Bunun okuyucuyu ürküten bir yanı da yok mu sizce? Okuyucunuzu kaçırmaktan korkmuyor musunuz?
Yok, korkmuyorum. İyi metinler bence her zaman layığını bulur. Okurun bu anlamda zekâsını küçümsemiyorum. Ben ikilemeyi yazıp bitirdim diyelim, bitirdikten sonra Beni Unutma dörtlemesinin ikincisi “Balık Boğulması,” onu yazdığım zaman eğer iyi bir metin yazarsam insanların Bizi Çağanoz Diye Biri Öldürdü’yü de okuyacağını hissediyorum.
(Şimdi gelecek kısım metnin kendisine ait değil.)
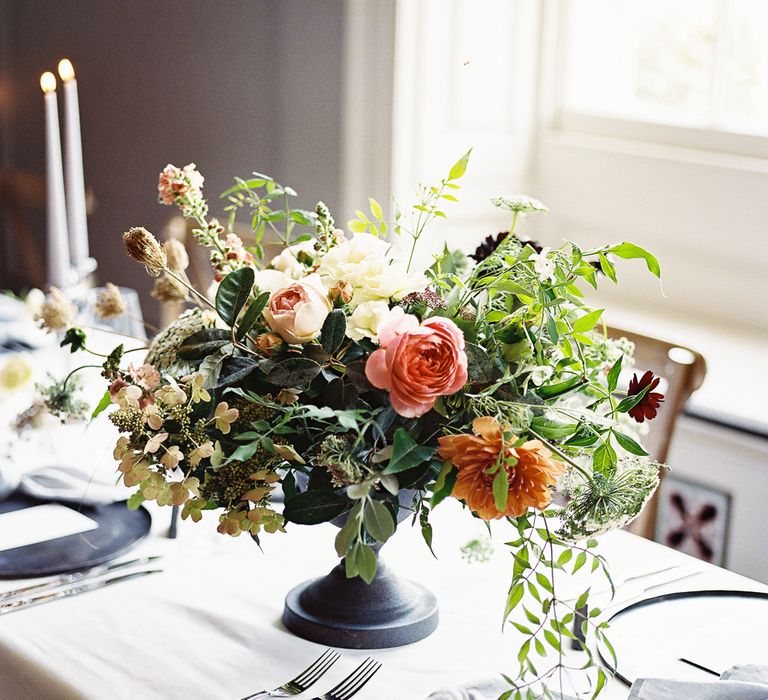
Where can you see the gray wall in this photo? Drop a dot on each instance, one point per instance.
(234, 86)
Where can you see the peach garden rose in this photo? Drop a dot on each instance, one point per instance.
(297, 311)
(417, 363)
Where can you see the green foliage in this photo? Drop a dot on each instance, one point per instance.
(315, 506)
(406, 453)
(233, 292)
(75, 338)
(333, 331)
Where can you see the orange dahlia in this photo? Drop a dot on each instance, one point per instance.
(530, 478)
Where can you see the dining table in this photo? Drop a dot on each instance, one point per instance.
(207, 625)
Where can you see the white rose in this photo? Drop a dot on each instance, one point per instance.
(287, 261)
(369, 265)
(367, 318)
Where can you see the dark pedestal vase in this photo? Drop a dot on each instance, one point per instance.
(350, 613)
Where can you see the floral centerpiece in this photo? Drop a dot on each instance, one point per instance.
(365, 386)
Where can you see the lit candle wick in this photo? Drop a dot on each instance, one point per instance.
(66, 69)
(48, 82)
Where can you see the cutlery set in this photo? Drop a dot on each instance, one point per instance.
(97, 577)
(344, 690)
(68, 585)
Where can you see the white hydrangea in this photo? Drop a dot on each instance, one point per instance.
(367, 318)
(544, 266)
(373, 269)
(287, 261)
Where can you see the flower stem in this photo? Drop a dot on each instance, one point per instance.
(562, 454)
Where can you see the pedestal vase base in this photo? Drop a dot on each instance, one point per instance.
(352, 614)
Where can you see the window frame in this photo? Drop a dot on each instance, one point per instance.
(559, 121)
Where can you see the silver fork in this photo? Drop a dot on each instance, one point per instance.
(308, 677)
(354, 682)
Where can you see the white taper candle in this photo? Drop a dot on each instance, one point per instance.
(73, 162)
(59, 269)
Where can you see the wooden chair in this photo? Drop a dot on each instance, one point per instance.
(683, 370)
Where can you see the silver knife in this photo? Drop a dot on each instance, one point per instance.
(68, 592)
(66, 579)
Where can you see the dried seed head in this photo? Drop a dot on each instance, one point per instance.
(143, 247)
(56, 312)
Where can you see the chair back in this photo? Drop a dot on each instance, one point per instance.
(683, 371)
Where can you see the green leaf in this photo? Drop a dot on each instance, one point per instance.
(588, 321)
(233, 292)
(363, 561)
(500, 489)
(347, 534)
(607, 267)
(378, 520)
(629, 444)
(479, 365)
(203, 343)
(295, 371)
(581, 559)
(406, 453)
(315, 506)
(102, 405)
(554, 336)
(550, 391)
(235, 369)
(604, 458)
(513, 598)
(75, 338)
(251, 315)
(613, 374)
(459, 167)
(333, 331)
(552, 430)
(630, 250)
(585, 436)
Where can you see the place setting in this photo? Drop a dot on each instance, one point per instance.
(397, 430)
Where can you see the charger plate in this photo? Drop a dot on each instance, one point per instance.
(119, 529)
(688, 635)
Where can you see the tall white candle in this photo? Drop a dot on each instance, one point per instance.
(73, 162)
(59, 270)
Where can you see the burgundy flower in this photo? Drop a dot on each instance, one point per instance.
(489, 245)
(649, 404)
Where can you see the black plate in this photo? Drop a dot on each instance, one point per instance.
(118, 530)
(628, 675)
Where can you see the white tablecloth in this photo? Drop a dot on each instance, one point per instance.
(209, 627)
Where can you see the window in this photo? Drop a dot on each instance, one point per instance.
(699, 64)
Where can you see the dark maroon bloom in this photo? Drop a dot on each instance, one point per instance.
(646, 409)
(489, 245)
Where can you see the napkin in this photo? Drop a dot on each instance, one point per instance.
(747, 682)
(70, 485)
(488, 689)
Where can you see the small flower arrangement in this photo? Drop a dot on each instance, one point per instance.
(342, 372)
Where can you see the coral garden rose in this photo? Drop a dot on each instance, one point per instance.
(417, 363)
(531, 471)
(297, 312)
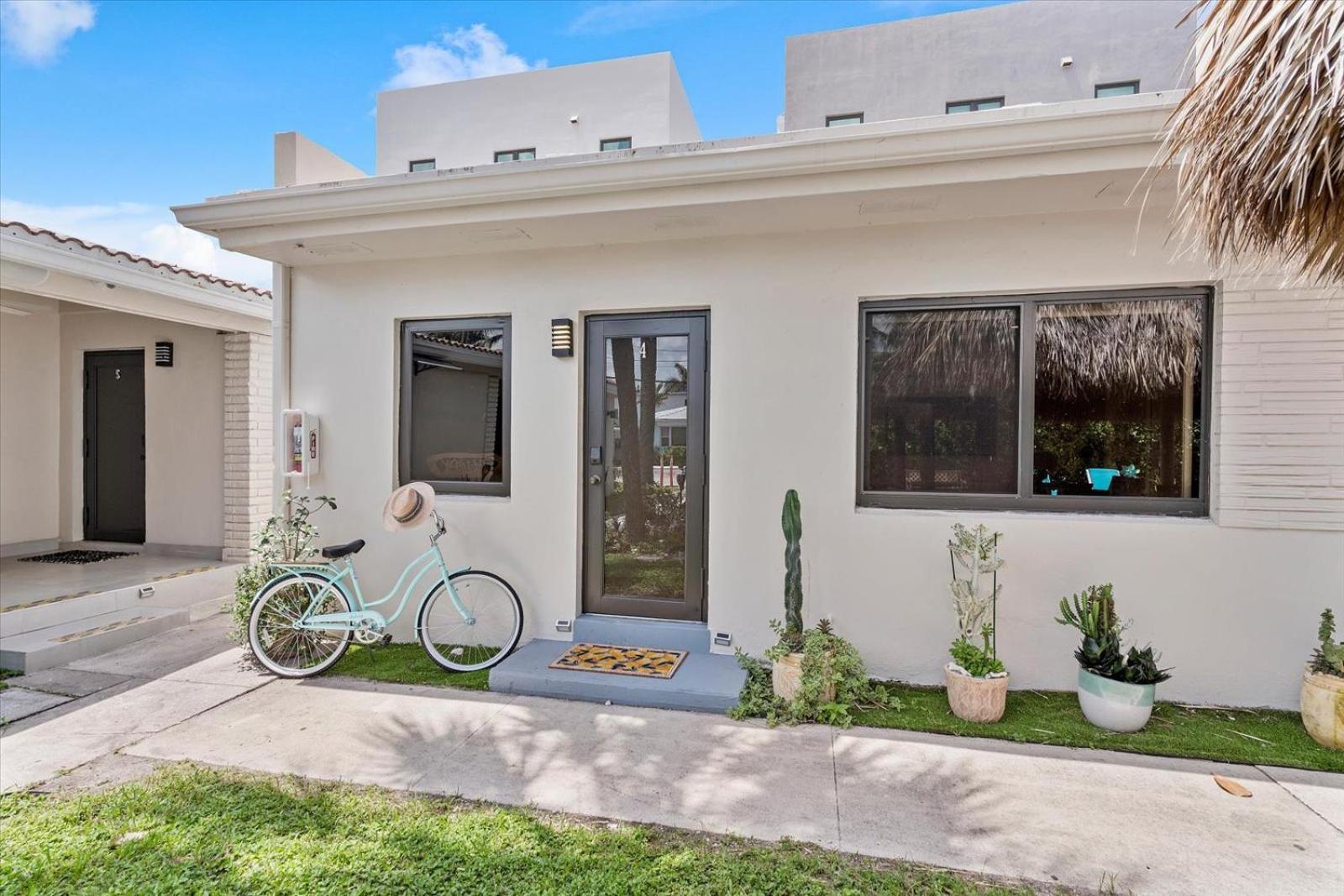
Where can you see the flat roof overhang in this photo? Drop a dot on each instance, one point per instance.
(1046, 159)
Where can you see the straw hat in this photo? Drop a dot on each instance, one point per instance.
(407, 506)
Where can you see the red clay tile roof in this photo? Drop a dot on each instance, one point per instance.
(138, 259)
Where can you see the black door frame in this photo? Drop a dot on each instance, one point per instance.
(92, 531)
(696, 325)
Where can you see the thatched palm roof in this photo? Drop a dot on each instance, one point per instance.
(1136, 347)
(1260, 137)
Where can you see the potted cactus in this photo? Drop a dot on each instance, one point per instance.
(1116, 691)
(978, 683)
(786, 656)
(1323, 688)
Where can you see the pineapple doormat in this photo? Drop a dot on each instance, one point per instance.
(648, 663)
(76, 557)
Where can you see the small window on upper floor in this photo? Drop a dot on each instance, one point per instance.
(848, 118)
(515, 155)
(1119, 89)
(976, 105)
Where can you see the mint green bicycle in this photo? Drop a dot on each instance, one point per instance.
(306, 618)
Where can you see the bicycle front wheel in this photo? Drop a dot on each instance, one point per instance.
(481, 631)
(279, 644)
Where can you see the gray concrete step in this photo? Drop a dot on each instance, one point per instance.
(631, 631)
(705, 681)
(82, 638)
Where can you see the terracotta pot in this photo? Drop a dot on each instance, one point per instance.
(976, 699)
(786, 678)
(1115, 705)
(1323, 708)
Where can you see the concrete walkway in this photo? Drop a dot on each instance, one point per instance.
(1082, 819)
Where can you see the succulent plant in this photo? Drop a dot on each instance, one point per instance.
(1328, 656)
(792, 523)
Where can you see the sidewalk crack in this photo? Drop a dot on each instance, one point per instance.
(1305, 805)
(835, 785)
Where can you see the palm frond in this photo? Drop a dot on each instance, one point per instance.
(1260, 137)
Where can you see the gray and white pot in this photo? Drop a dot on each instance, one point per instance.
(1115, 705)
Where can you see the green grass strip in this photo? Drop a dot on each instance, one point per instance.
(197, 831)
(1250, 736)
(407, 664)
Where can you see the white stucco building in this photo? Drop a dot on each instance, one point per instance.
(134, 423)
(793, 277)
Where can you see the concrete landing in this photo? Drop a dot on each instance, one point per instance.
(705, 681)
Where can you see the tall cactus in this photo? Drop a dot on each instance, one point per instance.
(792, 520)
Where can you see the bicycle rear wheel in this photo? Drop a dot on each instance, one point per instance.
(284, 649)
(490, 631)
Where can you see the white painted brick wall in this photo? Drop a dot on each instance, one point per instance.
(1278, 399)
(248, 439)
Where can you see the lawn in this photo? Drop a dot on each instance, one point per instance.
(1249, 736)
(197, 831)
(635, 575)
(405, 664)
(1253, 736)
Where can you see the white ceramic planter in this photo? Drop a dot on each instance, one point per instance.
(1115, 705)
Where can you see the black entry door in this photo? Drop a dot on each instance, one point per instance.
(114, 446)
(644, 465)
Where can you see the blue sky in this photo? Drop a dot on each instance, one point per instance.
(111, 112)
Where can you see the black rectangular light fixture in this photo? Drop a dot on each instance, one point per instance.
(562, 338)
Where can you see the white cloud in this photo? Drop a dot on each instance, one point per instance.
(632, 15)
(457, 55)
(141, 230)
(37, 29)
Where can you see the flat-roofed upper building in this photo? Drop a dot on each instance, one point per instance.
(979, 60)
(617, 103)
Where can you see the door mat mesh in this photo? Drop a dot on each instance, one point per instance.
(76, 557)
(648, 663)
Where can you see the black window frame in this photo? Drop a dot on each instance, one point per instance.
(974, 103)
(842, 120)
(405, 406)
(512, 155)
(1097, 89)
(1025, 500)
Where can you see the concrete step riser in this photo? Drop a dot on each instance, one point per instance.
(57, 653)
(692, 637)
(183, 591)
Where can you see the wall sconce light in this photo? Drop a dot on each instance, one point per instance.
(562, 338)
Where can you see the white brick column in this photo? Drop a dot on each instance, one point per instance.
(1278, 432)
(248, 439)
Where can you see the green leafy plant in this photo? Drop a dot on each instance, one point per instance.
(827, 660)
(978, 660)
(974, 597)
(286, 537)
(1101, 652)
(792, 524)
(1328, 658)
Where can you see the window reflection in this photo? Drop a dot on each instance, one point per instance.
(456, 422)
(1119, 398)
(942, 401)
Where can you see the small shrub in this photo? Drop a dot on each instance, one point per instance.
(827, 658)
(974, 660)
(1328, 658)
(286, 537)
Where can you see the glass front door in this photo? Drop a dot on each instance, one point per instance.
(644, 466)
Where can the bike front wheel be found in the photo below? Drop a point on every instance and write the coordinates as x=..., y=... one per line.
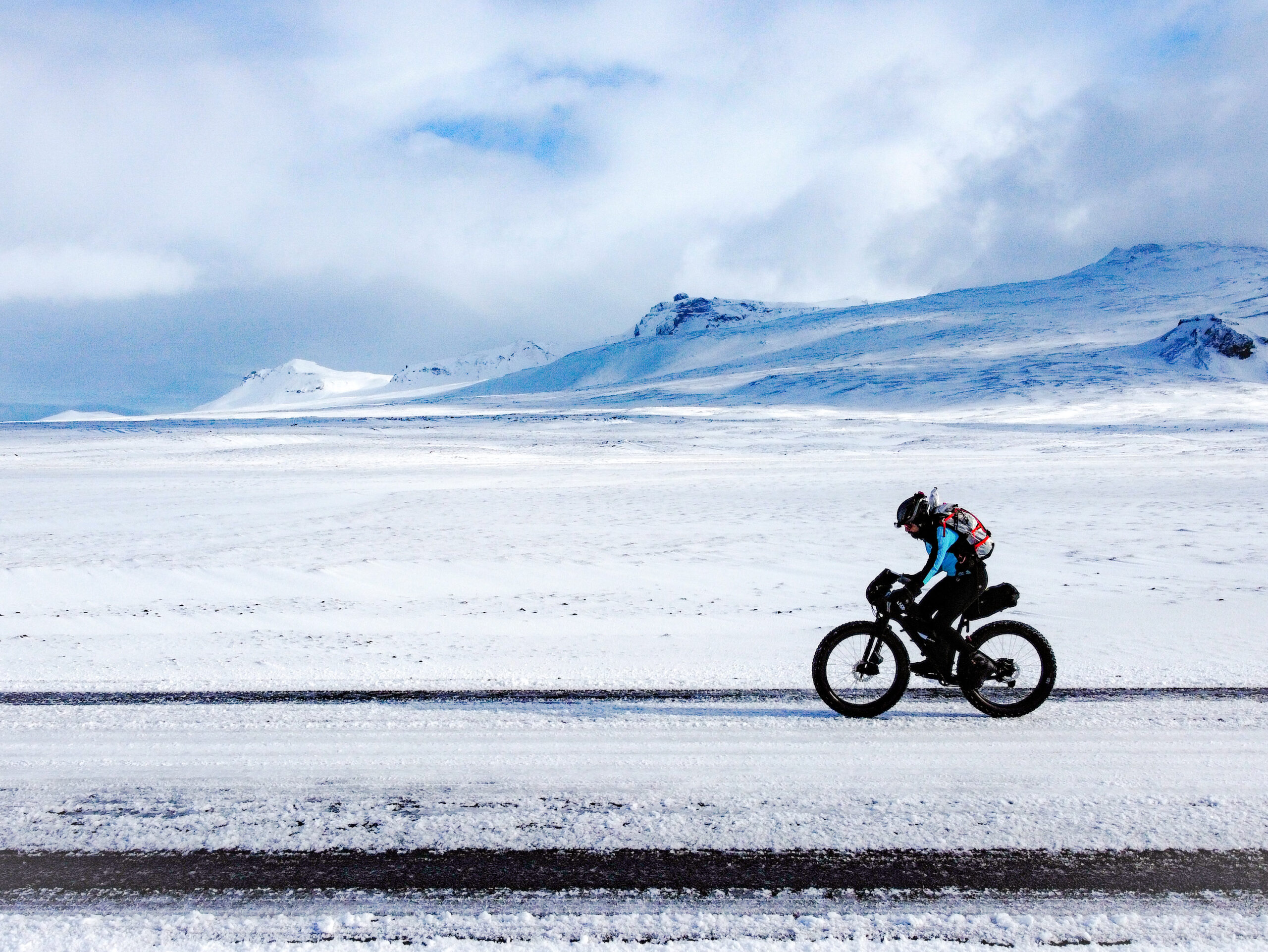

Hem birbirinden bağımsız okunabilecek hem de birbirinin parçası olabilecek bir yapı kurmaya çalışıyorum.
Üstelik şimdiden ikinci kitapların isimleri de belli. Bu önden ilan etme sizi sınırlamıyor mu? Belki tasarladığınızdan çok daha farklı bir kitap ortaya çıkacak ve ismini değiştiremeyeceksiniz?
Yok, gene de değiştirmem. Delilik bu biliyorum ama böyle.